Sara Zewde, the landscape architect who received the high-profile commission in 2021 to reimagine the museum’s eight back acres, says the goal wasn’t just dressing up Dia’s buildings with attractive plants. She sees her profession as a field “that has the skill set to take ecology, to take culture, to take people and tap into something bigger.”
Her conviction that shaping land can illuminate, rather than merely beautify, places and their stories lies at the heart of Studio Zewde, the landscape and urban design firm she founded in Harlem in 2018. Since then she has taught at Harvard University and is writing a book about her profession’s founding father, Frederick Law Olmsted, linking his vision of urban parks as critical to the future of democracy with his earlier travels through the antebellum South as a journalist and abolitionist.
“It doesn’t matter what project we’re doing, if it’s a parking lot or a museum landscape — there’s an opportunity to mobilize and provoke,” said Zewde (pronounced ZO-dee), who at 37 is one of a very small number of Black women in the field and is paving the way for others.

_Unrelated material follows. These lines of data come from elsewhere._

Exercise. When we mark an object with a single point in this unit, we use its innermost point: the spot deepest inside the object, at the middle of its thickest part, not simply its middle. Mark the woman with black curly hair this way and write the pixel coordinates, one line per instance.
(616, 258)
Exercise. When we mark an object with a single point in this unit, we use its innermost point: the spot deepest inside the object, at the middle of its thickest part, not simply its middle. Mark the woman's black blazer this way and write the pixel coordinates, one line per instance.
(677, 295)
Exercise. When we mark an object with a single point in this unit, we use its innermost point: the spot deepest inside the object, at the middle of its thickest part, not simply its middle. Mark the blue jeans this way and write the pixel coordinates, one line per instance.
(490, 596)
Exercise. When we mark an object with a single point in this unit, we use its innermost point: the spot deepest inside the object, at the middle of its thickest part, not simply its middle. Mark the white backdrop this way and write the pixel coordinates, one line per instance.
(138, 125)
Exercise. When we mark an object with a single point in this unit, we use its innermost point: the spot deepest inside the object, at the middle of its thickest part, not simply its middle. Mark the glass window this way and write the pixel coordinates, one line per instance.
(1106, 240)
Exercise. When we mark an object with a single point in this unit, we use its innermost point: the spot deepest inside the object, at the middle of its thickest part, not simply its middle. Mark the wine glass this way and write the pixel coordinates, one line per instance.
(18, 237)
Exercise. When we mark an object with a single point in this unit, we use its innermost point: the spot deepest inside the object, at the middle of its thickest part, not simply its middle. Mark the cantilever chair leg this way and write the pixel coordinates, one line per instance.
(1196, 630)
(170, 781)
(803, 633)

Zewde doesn’t arrive with a singular aesthetic, and that isn’t always a good fit for those impatient to know what a project will look like. “We often don’t work well with those clients,” she said wryly in a video interview from Brazil. But her layered process was the selling point for the leadership at Dia Beacon. Situated in the sprawling former Nabisco box printing factory on 32 acres in the Hudson Valley, adjacent to the river and part of its historic flood plain, the museum houses the Dia Art Foundation’s collection of monumental works by conceptual, minimalist and land artists.